Mutations in Hfq can alter DNA topology and have pleiotropic effects in cells [35,39,41,43,78]. Hfq binds to sRNA and can alter mRNA translation or message stability [79] that can alter expression levels of many genes. Mutations in Hfq can notably alter levels of expression of mismatch repair (MMR) genes mutS and mutH [78]. Chen and Gottesman [80] recently demonstrated that Hfq is involved in the repression of mutS in stationary phase through direct binding within the mutS 5′ untranslated region and through interaction with sRNA. Thus, higher MutS levels in hfq mutants can repress stress-induced mutagenesis in stationary phase E. coli by reducing MMR-dependent mutations. In our mutagenesis experimental protocol, cells are grown to stationary phase by 18–24-h growth before plating. Thus, the mutations detected are not likely the result of adaptive or stress-induced mutation [81] resulting from lower levels of MutS (and occurring after several days in stationary phase). MutS has been reported to bind to DNA containing parallel G-quadruplex structures [30] (as has MutS", the human MutS analog [82]), although binding to the compact, stable (G3T)4 quadruplex used for mutational analysis herein has not been tested. Considering the results of Chen and Gottesman [80] and Ehrat et al., [30], alterations in MutS levels may also alter G-quadruplex mutation rates. MutS may bind to quadruplexes, either stabilizing them or initiating repair events that could increase instability. Mutation rates were decreased in the Hfq deficient strain, suggesting a direct role of Hfq in G-quadruplex stability.

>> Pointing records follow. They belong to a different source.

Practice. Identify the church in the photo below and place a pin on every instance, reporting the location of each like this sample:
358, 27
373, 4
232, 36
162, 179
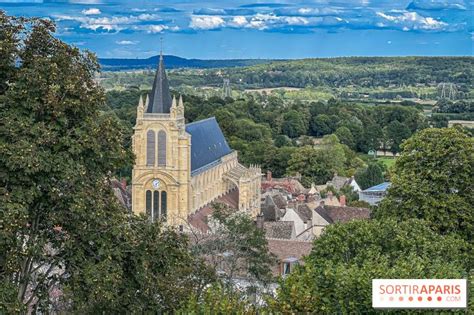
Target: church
181, 168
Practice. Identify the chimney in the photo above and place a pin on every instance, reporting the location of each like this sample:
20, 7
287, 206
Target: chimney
330, 195
342, 200
260, 220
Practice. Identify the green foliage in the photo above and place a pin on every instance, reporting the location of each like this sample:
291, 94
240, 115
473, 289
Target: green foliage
447, 106
433, 180
218, 300
294, 124
344, 134
318, 164
396, 133
62, 228
370, 176
337, 275
156, 273
379, 74
235, 246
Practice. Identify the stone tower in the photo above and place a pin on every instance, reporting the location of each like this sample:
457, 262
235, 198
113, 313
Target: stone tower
162, 170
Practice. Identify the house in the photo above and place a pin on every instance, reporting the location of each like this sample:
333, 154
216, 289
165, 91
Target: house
375, 194
339, 181
280, 230
325, 215
289, 253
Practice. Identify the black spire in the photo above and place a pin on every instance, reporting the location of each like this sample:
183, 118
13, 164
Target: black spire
160, 96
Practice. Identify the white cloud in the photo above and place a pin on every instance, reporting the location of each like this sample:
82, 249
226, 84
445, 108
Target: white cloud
238, 21
206, 22
118, 23
91, 11
411, 21
153, 29
127, 42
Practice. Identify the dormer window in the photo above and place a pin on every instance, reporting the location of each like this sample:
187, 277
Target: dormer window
287, 265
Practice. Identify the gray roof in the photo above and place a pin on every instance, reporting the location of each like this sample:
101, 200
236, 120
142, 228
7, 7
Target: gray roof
280, 201
269, 209
160, 96
333, 214
279, 229
304, 213
208, 143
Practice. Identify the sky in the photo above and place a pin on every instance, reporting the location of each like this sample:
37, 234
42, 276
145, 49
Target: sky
229, 29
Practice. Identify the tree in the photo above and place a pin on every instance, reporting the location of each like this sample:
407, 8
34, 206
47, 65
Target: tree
321, 125
55, 149
319, 164
373, 134
433, 180
337, 276
282, 141
219, 300
370, 176
66, 244
345, 136
158, 273
294, 124
396, 133
235, 246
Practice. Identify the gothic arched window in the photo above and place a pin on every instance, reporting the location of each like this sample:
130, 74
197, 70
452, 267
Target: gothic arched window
148, 203
156, 205
150, 148
161, 148
163, 205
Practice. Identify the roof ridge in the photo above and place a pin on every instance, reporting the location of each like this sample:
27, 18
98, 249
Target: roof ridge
198, 121
287, 240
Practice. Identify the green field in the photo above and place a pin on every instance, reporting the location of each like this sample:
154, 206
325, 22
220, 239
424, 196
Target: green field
388, 161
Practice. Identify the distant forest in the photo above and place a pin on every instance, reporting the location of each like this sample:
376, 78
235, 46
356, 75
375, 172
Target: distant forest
366, 72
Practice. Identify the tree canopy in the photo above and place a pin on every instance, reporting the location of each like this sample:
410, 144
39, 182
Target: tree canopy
433, 179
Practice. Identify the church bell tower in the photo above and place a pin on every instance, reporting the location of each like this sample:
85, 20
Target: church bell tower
162, 169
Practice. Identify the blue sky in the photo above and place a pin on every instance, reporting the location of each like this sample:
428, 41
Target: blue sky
259, 29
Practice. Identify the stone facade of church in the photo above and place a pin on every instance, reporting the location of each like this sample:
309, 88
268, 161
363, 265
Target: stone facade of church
179, 167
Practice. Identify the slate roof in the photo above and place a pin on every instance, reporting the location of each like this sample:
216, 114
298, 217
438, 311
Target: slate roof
200, 219
380, 187
160, 96
338, 182
269, 209
279, 229
333, 214
208, 143
304, 213
280, 201
285, 250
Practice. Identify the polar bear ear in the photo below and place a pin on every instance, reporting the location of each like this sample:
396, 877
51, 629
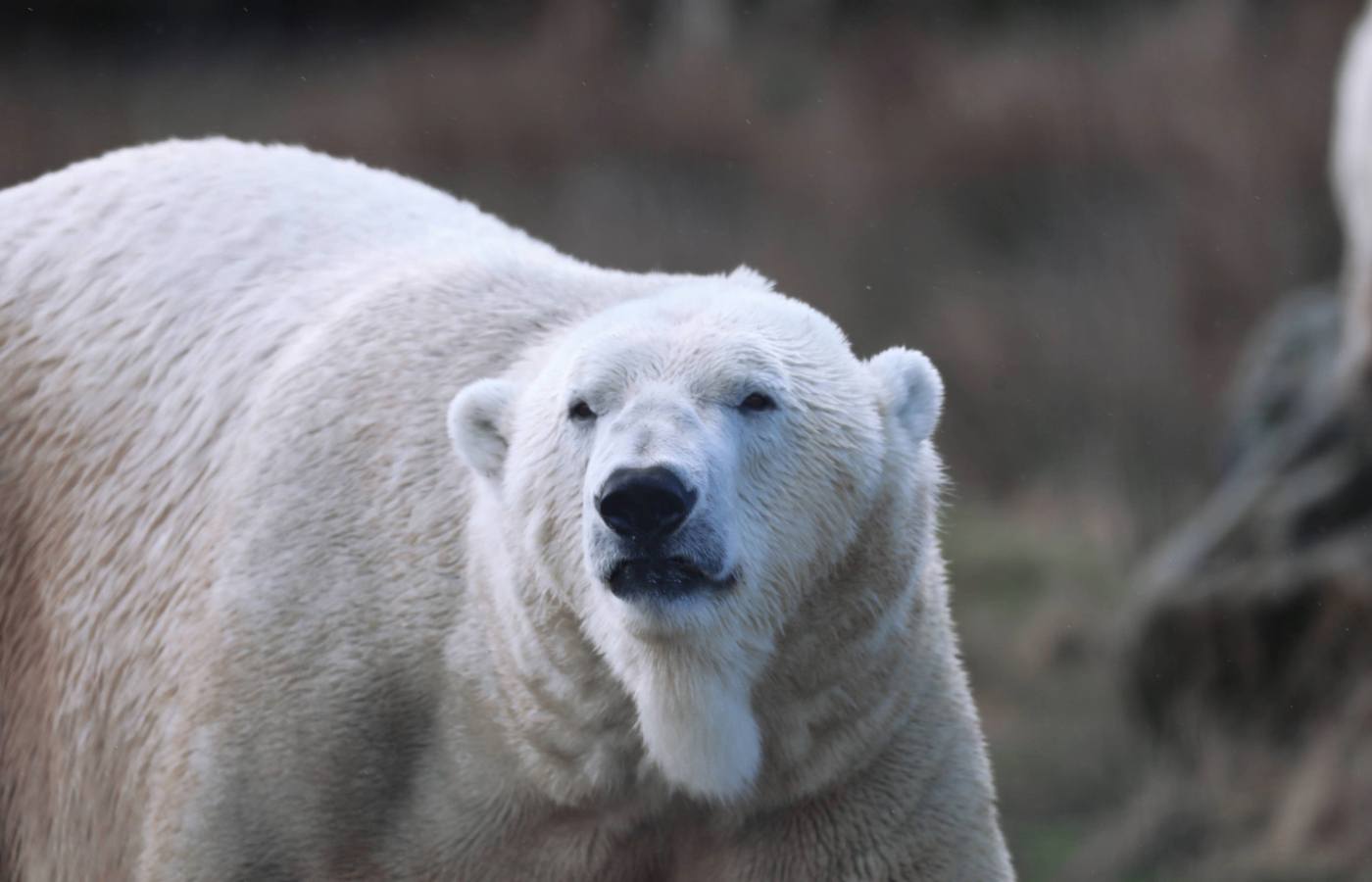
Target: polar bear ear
476, 425
911, 390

Our working hypothesis is that the formation of a G-quadruplex predominantly during transcription, or formation in a leading or lagging strand during replication presents a block to DNA replication. Mutations may arise as cells negotiate resolution of this obstacle. Mechanism for removal include structure-specific helicases, and in the case of formation by R-loop stabilization, RNaseH. Our results suggest that Hfq increases the G-quadruplex-associated mutagenesis rate directly by binding and stabilizing the structure. The pleiotropic roles of the multifunctional Hfq protein and its effects on other genes involved in RNA repair and mutagenesis in both exponential and stationary phase reveal the complexity of evolutionary pressures on genome evolution.

5. Conclusions

In conclusion, our results suggest that certain repeats can form G-quadruplex structures in E. coli cells, especially during transcription when the G-rich strand can be displaced by R-loop formation. Structure formation may then facilitate replication misalignment, presumably associated with replication fork blockage, thus promoting genomic instability. Significantly, results also evidence that the RNA chaperone and nucleoid-associated protein Hfq is directly involved in the genetic instability associated with these sequences, in addition to indirect effects via mutS repression. Hfq binds and stabilizes G-quadruplex structure in vitro, stabilizing G-quadruplex in cells and promoting G-quadruplex-associated mutations. These observations add to our knowledge of bacterial genome plasticity, in the context of further understanding the evolution of bacterial pathogens. Furthermore, our results reveal a complex interplay between regulators of bacterial DNA and RNA metabolism with possible important implications to understand how bacteria can alter their genotypes and adapt to their environment.